吃得差不多,聶小刀感覺到有些尿意,便和池勇打了個招呼,然後去衛生間,一個小弟想要上前扶他,被他推開:“我沒事,不用扶,你也不用跟著我,你們繼續喝,我很快就回來。”
說完他就出了包間,往洗手間去。
總算是把放完了水,他長出口氣,覺得整個人都舒服多了,就在他準備回自己包間的時候,脖子上被人狠狠地打了一下,他整個人就暈了過去。
包間裏,池勇他們還在喝。
“咦,這家夥怎麽去個洗手間要這麽久,你們去個人去看看,該不會是現場直播了吧?”
之前的那個小弟便去洗手間,可是哪裏有聶小刀的蹤影?
“老大,人不在洗手間啊!”那小弟來說。
池勇皺起了眉頭:“他在搞什麽鬼?跑哪去了?”
說完他便撥打了聶小刀的手機,提示是關機的。
“老大,他不會是出事了吧?”
池勇白了那小弟一眼,然後說道:“他能出什麽事?再說了,獸哥的人在這一畝三分地上誰敢動他?估計是這小子怕喝酒,提前溜了。
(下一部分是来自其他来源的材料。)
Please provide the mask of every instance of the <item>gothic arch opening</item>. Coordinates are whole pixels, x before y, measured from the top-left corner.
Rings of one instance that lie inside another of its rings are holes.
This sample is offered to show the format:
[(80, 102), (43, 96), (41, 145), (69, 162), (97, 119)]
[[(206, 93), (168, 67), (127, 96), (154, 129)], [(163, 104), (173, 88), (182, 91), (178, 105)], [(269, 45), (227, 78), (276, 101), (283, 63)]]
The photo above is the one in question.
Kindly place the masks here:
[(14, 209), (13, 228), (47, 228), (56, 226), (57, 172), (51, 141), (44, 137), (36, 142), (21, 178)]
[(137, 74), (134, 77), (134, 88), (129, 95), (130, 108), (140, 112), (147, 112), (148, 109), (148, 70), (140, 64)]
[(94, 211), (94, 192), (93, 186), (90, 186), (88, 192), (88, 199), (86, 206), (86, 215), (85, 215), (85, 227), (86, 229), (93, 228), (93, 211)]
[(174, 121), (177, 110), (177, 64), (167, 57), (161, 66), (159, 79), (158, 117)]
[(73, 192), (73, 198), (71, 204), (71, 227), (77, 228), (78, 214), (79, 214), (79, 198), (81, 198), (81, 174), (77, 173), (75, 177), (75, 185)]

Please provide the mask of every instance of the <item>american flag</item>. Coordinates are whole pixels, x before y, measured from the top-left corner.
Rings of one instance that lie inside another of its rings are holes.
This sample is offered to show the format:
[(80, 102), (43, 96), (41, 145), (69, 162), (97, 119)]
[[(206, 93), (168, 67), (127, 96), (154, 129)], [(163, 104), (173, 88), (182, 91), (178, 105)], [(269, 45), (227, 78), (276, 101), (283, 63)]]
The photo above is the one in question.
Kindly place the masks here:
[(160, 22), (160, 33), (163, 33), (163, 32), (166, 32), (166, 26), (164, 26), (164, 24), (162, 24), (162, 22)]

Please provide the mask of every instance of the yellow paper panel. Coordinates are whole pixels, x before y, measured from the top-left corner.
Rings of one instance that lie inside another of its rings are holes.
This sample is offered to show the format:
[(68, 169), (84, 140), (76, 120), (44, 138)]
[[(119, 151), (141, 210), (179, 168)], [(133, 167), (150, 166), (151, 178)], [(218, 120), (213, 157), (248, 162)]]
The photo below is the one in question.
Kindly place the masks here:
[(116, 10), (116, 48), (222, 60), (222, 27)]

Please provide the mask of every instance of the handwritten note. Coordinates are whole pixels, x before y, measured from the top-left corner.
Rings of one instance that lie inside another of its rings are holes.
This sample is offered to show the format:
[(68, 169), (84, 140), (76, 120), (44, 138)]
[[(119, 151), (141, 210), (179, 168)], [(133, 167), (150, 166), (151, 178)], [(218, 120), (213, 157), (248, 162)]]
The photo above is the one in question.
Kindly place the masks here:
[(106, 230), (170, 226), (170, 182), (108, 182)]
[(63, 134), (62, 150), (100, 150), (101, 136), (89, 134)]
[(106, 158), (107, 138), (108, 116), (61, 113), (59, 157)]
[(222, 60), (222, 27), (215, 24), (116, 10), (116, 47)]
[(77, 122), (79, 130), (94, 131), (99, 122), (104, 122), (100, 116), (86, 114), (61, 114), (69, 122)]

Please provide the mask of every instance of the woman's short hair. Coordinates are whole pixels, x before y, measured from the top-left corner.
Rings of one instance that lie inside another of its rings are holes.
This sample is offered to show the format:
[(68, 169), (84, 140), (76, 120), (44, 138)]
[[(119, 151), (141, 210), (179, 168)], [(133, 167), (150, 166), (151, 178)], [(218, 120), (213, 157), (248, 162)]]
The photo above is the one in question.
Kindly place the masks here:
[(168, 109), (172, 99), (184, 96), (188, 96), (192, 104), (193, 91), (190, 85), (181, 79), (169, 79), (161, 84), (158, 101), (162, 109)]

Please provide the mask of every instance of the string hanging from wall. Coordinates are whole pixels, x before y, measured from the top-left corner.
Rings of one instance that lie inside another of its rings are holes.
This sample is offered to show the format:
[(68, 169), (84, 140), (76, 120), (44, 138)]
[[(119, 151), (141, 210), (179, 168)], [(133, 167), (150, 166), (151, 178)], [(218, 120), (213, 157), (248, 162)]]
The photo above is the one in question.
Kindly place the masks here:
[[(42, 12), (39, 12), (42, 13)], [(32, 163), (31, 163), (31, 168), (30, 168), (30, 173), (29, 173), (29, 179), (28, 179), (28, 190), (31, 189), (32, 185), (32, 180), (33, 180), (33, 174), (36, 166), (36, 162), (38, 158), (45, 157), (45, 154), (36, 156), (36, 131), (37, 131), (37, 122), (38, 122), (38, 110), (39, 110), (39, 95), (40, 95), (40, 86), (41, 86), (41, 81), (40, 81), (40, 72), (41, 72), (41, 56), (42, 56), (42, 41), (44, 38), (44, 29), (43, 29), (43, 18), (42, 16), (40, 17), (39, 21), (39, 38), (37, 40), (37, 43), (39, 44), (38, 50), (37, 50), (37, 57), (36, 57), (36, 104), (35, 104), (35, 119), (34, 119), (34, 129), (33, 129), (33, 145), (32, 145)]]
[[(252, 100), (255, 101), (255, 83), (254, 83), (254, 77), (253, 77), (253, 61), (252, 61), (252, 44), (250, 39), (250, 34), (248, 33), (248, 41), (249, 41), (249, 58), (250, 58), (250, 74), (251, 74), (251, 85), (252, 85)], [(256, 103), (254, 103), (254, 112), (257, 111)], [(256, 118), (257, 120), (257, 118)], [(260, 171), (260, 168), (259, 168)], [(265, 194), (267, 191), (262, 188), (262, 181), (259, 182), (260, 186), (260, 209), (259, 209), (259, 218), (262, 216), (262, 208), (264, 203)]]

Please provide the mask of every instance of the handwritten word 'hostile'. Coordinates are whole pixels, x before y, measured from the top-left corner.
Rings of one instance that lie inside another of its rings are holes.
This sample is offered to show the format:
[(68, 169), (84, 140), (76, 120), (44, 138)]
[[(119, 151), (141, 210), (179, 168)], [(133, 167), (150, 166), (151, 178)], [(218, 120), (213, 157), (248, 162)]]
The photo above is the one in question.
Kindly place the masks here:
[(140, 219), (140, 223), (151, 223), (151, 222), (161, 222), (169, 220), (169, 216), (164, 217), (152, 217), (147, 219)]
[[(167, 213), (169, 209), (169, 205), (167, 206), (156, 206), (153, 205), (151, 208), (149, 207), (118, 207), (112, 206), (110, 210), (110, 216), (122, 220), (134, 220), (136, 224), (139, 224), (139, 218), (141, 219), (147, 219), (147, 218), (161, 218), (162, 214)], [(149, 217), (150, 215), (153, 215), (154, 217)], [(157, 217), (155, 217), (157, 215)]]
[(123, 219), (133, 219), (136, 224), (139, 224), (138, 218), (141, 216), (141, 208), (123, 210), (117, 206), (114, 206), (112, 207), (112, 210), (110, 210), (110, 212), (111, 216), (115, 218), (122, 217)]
這龜兒子的,也太不地道了,這不是不給兄弟們的麵子嗎?”
那小弟說道:“或許他真有什麽事,我覺得他不像那種人。”不知道為什麽他的心裏隱隱覺得有些不妙,聶小刀應該是真的出事了,但他也不能確定,因為池老大說得沒錯,在林城真敢對獸哥的人下手的人還真是不多。
池勇也不再管聶小刀去哪了,他的心裏也有些生氣,他想不管聶小刀要去哪,再有什麽事情也應該和自己打個招呼的。
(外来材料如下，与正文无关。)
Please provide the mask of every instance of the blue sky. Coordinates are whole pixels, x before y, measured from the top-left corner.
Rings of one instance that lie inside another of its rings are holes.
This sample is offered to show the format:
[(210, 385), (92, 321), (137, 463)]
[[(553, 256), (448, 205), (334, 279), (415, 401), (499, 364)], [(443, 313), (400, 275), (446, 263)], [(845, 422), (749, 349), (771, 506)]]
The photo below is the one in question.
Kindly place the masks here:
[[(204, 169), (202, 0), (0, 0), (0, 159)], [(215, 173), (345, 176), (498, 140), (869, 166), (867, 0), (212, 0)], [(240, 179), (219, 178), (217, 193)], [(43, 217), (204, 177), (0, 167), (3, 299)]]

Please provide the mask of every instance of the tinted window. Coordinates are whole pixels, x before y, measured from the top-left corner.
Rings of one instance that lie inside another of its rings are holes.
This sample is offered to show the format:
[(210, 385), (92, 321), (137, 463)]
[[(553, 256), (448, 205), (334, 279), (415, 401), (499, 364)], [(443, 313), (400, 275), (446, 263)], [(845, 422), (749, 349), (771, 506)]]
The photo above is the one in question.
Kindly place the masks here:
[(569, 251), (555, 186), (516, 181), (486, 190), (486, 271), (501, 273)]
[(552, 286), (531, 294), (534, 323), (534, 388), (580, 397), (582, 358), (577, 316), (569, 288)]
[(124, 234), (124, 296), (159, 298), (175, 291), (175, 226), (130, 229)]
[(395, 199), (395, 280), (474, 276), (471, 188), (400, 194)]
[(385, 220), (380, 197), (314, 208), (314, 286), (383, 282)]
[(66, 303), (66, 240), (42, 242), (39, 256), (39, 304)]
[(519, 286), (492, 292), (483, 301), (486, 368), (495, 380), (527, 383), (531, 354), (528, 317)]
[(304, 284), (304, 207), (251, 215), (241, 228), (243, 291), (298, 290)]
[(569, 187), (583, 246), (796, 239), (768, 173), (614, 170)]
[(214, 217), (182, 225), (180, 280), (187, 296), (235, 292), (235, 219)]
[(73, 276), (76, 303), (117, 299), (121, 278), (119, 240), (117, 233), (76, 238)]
要不是因為獸哥對聶小刀的態度,以池勇的性格來說他對聶小刀的不辭而別是真的有些不悅的。
聶小刀睜開眼睛,發現自己是在一個小房間裏,正躺在一張**。
他坐了起來,揉了揉自己的脖頸,努力地回憶著到底發生了什麽事。
終於,讓他給想起了,自己不是正在和池勇以及很多個道上有頭有臉的人一起吃飯的嗎?怎麽就躺在**了,是誰把你給弄到這兒來的?
他在自己的身上摸了摸,手機不見了。
房間的門被推開了:“你終於醒過來了。”
說話的人是個女人,聶小刀的目光死死盯著這個女人,這個女人自然就是段長紅了,至於段長紅讓人把自己弄到這兒來,而且還是用這樣的手段他就不得而知了。
段長紅來到了床麵前,搬了把椅子坐下:“今天警察來找過我,來的那個人是市局刑警大隊的大隊長,這個人很難應付。”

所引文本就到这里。